Ces solutions inédites permettraient de rendre compatibles le capitalisme et la réduction des émissions. Il s’agit de ce que l’on appelle des « technologies à émissions négatives », dont le but serait d’éliminer le CO2 qui existe déjà dans l’atmosphère. Alors, quelles sont les conséquences de l’action de ces découvreurs de la quadrature du cercle ?
On peut continuer à brûler des combustibles fossiles plus longtemps.
Opter pour une décarbonisation plus lente et oublier les plans encombrants de réduction drastiques. On peut même dépasser temporairement les limites de réchauffement de 1,5 ou 2°C, puis stabiliser à nouveau le climat en dessous de ces limites.
Si cela peut sembler être une technicité exagérée, c’est en réalité ce que cachent les slogans de « zéro-net », de « compensations de carbone » et de « solutions fondées sur la nature » qui dominent les politiques climatiques officielles dans le monde entier.
Or, quel est le petit détail mineur ? Ni les performances ni la viabilité de ces technologies n’ont jamais été testées.
En bref, comme dans le film de DiCaprio, au lieu de dévier l’astéroïde, le cours des politiques climatiques officielles du capitalisme dominant veut risquer le sort de toute la civilisation à des instruments technologiques coûteux et incertains, capables de tout résoudre à la dernière minute. Nous leur disons haut et fort : pas question !
Les yeux grands ouverts : comprendre, agir, changer ce qu’il faut
Il y a 20 ou 30 ans, le négationnisme avait peut-être plus de marge d’action et d’influence puissante. Mais à fur et à mesure que les effets du réchauffement climatique sont devenus plus visibles, la prise de conscience sociale a augmenté. Surtout avec la vague verte pré-pandémique de mobilisation des jeunes qui a mis en avant la gravité et l’urgence de la question avec des protestations internationales majeures.

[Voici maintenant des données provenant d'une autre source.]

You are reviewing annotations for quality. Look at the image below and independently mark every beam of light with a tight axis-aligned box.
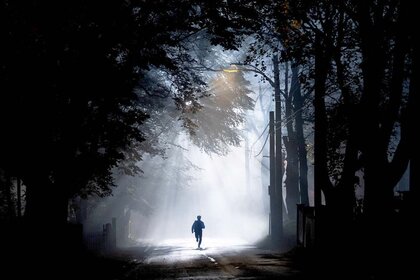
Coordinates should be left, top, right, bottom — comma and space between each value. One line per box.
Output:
124, 77, 272, 248
129, 135, 269, 247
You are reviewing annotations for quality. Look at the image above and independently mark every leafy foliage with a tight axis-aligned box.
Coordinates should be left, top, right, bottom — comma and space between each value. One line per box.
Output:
0, 1, 261, 219
184, 71, 254, 155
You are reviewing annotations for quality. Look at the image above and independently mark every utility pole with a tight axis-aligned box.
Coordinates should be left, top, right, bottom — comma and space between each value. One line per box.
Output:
228, 59, 284, 245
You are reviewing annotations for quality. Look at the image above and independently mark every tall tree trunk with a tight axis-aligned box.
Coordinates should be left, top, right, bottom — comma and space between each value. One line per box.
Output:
314, 32, 332, 248
405, 11, 419, 209
400, 5, 419, 277
358, 2, 409, 224
333, 50, 359, 223
283, 62, 299, 221
409, 30, 419, 205
272, 54, 283, 242
356, 4, 409, 276
406, 54, 418, 273
314, 34, 331, 210
291, 65, 309, 205
283, 135, 299, 221
357, 0, 391, 222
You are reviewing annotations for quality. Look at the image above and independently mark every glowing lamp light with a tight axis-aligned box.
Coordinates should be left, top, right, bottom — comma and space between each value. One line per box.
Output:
223, 69, 239, 73
223, 64, 239, 73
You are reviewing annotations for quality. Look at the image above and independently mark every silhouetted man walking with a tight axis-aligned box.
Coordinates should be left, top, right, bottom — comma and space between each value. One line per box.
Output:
191, 215, 205, 248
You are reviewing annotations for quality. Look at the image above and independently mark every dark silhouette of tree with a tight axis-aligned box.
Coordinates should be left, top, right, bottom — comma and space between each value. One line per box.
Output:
72, 39, 255, 244
0, 0, 255, 226
239, 1, 314, 226
1, 2, 416, 278
291, 66, 309, 206
274, 0, 417, 276
283, 62, 299, 221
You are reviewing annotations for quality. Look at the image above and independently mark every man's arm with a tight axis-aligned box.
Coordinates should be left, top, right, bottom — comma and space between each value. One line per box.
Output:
191, 222, 195, 233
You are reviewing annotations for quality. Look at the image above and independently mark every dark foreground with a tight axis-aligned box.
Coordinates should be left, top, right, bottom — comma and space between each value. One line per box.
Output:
2, 235, 416, 280
3, 237, 306, 280
108, 239, 305, 279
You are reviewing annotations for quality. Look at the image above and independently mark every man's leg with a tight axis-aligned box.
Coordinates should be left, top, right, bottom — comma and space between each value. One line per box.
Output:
195, 232, 199, 242
198, 233, 202, 248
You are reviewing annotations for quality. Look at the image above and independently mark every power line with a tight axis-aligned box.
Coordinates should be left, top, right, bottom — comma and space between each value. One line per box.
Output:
254, 131, 270, 157
251, 123, 269, 148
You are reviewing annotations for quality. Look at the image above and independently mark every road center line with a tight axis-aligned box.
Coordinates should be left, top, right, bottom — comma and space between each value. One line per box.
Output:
201, 252, 218, 264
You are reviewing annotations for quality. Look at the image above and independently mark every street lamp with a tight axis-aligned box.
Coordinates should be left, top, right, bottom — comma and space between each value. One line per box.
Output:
197, 60, 284, 245
226, 60, 284, 246
222, 64, 240, 73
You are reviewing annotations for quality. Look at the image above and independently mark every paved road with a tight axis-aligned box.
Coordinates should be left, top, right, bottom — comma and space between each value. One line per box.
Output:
112, 238, 305, 279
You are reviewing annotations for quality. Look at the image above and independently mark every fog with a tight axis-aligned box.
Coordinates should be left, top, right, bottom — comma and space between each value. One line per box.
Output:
117, 82, 273, 246
84, 76, 276, 247
131, 141, 269, 245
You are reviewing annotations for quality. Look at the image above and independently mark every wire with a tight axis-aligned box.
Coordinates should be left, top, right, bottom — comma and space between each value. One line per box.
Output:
254, 131, 270, 157
274, 100, 312, 132
251, 123, 269, 148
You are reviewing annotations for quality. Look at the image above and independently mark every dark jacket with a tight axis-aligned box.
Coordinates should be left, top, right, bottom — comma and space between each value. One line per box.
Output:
191, 220, 205, 233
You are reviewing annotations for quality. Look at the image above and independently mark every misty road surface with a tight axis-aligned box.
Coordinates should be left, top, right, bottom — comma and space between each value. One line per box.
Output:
113, 238, 305, 279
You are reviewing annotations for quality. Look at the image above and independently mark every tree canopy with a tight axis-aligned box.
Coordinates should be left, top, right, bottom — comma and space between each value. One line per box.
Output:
0, 0, 256, 222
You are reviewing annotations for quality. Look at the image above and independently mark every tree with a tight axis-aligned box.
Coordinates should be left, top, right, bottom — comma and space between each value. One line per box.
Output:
275, 2, 417, 276
74, 38, 256, 244
0, 0, 254, 227
185, 70, 254, 155
291, 65, 309, 206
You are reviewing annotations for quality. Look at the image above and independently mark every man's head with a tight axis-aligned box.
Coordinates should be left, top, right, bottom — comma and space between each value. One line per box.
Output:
197, 215, 201, 220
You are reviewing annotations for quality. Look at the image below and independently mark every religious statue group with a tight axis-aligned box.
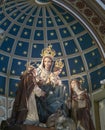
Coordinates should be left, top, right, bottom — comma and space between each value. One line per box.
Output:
1, 46, 95, 130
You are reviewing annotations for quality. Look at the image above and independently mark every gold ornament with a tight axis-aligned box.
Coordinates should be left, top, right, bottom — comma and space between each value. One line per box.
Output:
55, 59, 64, 69
40, 45, 56, 59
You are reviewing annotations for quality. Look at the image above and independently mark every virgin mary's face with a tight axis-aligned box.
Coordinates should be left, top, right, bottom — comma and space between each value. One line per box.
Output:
43, 57, 52, 71
71, 80, 81, 90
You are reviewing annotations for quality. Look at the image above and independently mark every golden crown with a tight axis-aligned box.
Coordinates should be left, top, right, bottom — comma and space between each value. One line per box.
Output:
55, 59, 64, 69
40, 45, 56, 59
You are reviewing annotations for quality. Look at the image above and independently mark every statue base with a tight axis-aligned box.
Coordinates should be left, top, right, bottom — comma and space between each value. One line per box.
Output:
3, 124, 55, 130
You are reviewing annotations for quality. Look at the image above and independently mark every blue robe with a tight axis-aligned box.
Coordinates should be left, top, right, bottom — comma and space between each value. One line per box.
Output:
36, 84, 66, 123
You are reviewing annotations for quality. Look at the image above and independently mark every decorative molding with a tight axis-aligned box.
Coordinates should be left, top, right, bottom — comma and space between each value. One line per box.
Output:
62, 0, 105, 52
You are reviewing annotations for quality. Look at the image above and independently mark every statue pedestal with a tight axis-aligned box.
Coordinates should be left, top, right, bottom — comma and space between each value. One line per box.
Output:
4, 125, 55, 130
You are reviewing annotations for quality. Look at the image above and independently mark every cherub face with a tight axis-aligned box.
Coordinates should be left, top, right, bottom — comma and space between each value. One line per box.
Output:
54, 68, 62, 76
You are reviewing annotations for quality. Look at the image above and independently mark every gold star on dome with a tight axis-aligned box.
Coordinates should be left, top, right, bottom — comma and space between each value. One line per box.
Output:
50, 32, 54, 36
5, 37, 8, 41
73, 26, 76, 30
97, 71, 101, 75
28, 19, 32, 22
7, 48, 10, 51
21, 16, 25, 19
89, 63, 92, 67
37, 33, 41, 36
73, 69, 76, 73
66, 16, 69, 19
64, 42, 68, 46
24, 31, 28, 35
75, 49, 78, 52
74, 59, 78, 63
11, 70, 15, 74
81, 67, 84, 71
23, 51, 27, 55
0, 88, 3, 92
48, 20, 52, 24
63, 30, 67, 34
79, 38, 83, 41
2, 67, 6, 71
4, 22, 7, 26
0, 56, 4, 60
62, 71, 65, 75
17, 61, 21, 65
18, 43, 22, 46
13, 13, 16, 16
57, 18, 61, 22
58, 52, 62, 56
13, 28, 16, 31
33, 44, 37, 48
15, 83, 19, 87
10, 91, 13, 95
38, 20, 42, 24
92, 52, 95, 56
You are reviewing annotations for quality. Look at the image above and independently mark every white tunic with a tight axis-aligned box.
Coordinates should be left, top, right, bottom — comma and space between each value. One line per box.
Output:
26, 86, 42, 122
25, 66, 51, 123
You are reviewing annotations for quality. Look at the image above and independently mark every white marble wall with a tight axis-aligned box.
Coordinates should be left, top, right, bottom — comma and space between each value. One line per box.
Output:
0, 96, 14, 124
99, 98, 105, 130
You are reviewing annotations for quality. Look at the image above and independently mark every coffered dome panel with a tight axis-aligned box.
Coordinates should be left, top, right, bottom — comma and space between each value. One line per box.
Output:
0, 0, 105, 97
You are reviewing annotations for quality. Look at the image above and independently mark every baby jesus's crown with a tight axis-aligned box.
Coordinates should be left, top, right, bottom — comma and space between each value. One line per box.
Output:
41, 45, 56, 59
55, 59, 64, 69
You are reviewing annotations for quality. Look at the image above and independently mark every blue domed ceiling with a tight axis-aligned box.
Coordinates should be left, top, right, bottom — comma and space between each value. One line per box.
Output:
0, 0, 105, 97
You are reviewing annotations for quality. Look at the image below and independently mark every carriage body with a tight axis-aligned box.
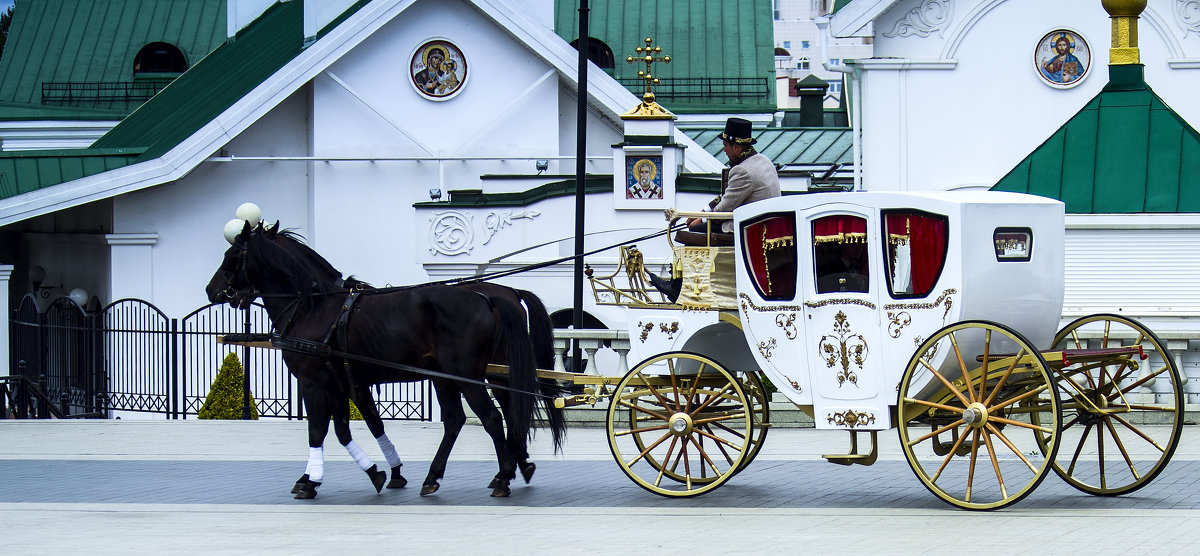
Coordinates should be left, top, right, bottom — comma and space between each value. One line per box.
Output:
732, 191, 1064, 430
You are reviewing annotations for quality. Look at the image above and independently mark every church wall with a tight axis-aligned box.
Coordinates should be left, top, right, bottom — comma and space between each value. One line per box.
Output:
860, 0, 1200, 192
305, 0, 623, 289
110, 89, 312, 317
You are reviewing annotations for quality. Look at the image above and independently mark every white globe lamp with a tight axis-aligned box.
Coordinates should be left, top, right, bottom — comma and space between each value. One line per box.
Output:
234, 202, 262, 224
68, 288, 89, 308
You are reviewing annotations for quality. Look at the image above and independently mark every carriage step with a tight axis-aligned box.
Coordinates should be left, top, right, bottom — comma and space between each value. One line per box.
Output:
823, 430, 878, 466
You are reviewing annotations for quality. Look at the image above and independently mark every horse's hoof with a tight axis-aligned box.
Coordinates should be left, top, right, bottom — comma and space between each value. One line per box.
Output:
487, 477, 502, 489
365, 464, 386, 493
294, 480, 321, 499
490, 484, 512, 497
386, 465, 407, 489
291, 473, 310, 494
520, 462, 536, 484
420, 483, 440, 496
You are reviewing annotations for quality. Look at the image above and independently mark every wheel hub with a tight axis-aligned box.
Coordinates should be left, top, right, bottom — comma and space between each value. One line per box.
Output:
668, 412, 693, 437
962, 402, 989, 429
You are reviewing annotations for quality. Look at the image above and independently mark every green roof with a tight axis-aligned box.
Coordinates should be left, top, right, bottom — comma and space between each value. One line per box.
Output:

En outre, l’accent est désormais mis sur les mesures de sauvetage éco-social pour notre civilisation.
Et à ce niveau, nous, les anticapitalistes et écosocialistes de la LIS, avons beaucoup à dire : par notre expérience des luttes, par l’élaboration théorique et politique, par le fait d’avoir les yeux grands ouverts pour comprendre, pour agir et pour transformer ce qu’il faut.
Depuis cette perspective, bien à gauche de l’ensemble de la soi-disant communauté internationale cooptée par les entreprises, nous appelons au 1er Forum socio-environnemental international, et nous lançons un appel spécial aux jeunes qui luttent dans le monde entier contre les atrocités causées par la matrice productive capitaliste qui menace l’avenir de la vie planétaire.
Afin de parvenir à des conclusions communes et de nous organiser de manière consciente, nous proposerons de délibérer en panels avec des intervenants de différents pays sur divers axes thématiques stratégiques, avec des participant.e.s des cinq continents.
Par-delà les frontières. Avec la tâche historique d’activer le frein d’urgence. Le 10 et le 11 septembre. Parce qu’il n’y a pas de planète B.